Staff Members Fired, Grad Student Punished for Cheering Charlie Kirk’s Death
Right-wing social media accounts have embarked on a widespread name-and-shame campaign to out any college employees who have celebrated or spoken insensitively about Kirk’s death.
Photo illustration by Justin Morrison/Inside Higher Ed | skynesher/E+/Getty Images
Two administrators are now out of a job and a graduate student lost an internship after making comments online that downplayed or celebrated the death of Charlie Kirk, the influential conservative founder of the campus-focused Turning Point USA.
In the 36 hours since Kirk was shot and killed during an event at Utah Valley University, right-wing social media accounts have screenshotted and circulated several social media posts, likes and reposts from college faculty and staff members related to Kirk’s death. In addition to the firings, the campaign to name and shame these individuals has led to death threats, Wired reported.
Late Wednesday, a student affairs administrator at Middle Tennessee State University was fired after posting “insensitive” remarks on Facebook in response to Kirk’s death. “We take great pride in the professionalism of our staff; in my long tenure with this university I’ve never before had to dismiss someone for so carelessly undermining the work and mission of this fine institution,” Middle Tennessee State president Sidney McPhee wrote in a statement Thursday. A university spokesperson confirmed the employee was Laura Sosh-Lightsy, an associate dean of student care and conduct who had worked at the university since 2005.
“Looks like ol’ Charlie spoke his fate into existence. Hate begets hate. ZERO sympathy,” Sosh-Lightsy wrote in a Facebook post that has been circulated widely by right-wing accounts on social media. A university spokesperson did not confirm whether or not that specific post led to her firing but noted that “her termination was related to her insensitive social media posts related to the horrific death of Mr. Kirk.” Tennessee senator Marsha Blackburn, a Republican, called for Sosh-Lightsy’s firing on X, writing that she “should be ashamed of her post.” Sosh-Lightsy did not respond to Inside Higher Ed’s request for comment.
On Thursday afternoon, University of Mississippi chancellor Glenn Boyce confirmed the firing of an unnamed staff member who he said “re-shared hurtful, insensitive comments on social media regarding the tragic murder of Charlie Kirk.”

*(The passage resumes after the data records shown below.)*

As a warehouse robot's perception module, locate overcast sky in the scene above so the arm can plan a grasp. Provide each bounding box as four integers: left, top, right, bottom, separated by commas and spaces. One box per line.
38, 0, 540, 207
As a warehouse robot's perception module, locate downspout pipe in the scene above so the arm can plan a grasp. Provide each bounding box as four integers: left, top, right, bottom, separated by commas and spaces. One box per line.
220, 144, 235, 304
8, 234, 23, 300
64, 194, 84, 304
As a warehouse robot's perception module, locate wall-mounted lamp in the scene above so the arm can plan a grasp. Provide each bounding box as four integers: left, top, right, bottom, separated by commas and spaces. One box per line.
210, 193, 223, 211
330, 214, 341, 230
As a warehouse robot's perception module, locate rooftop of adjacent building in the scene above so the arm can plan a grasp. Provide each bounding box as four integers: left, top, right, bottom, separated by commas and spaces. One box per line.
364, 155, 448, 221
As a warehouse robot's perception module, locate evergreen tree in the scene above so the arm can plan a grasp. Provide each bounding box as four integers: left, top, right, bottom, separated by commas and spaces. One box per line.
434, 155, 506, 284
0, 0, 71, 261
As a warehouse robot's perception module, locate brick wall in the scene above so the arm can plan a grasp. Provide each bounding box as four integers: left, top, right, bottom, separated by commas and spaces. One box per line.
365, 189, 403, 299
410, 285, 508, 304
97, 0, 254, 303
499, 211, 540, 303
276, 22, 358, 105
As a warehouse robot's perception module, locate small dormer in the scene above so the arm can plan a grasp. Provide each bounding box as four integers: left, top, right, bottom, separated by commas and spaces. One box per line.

Boyce didn’t provide specifics but noted that “these comments run completely counter to our institutional values of civility, fairness and respecting the dignity of each person.”
At Baylor University, officials distanced the university from a graduate student who wrote “this made me giggle” in response to a social media post sharing the news of Kirk’s death.
“We are aware and greatly disappointed by a social media comment from a Baylor graduate student regarding the fatal shooting of Charlie Kirk. To make light of the death of a fellow human being is completely inappropriate and completely counter to Baylor’s Christian mission. Baylor strives to be a community in which every individual is treated with respect—in life and in death,” a university statement said.
The graduate student—whose online username includes “coach”—is not a member of the faculty nor a part of the athletics program, the statement clarified. Midway Middle School, where the graduate student was student teaching, also removed him from teaching there, KWTX reported.
The Foundation for Individual Rights and Expression is monitoring which universities are censoring employee speech, said Lindsie Rank, director of campus rights advocacy at FIRE. “It may not be moral to speak ill of the dead, but it is protected by the First Amendment so we’re going to be keeping our eyes open for those situations,” she said.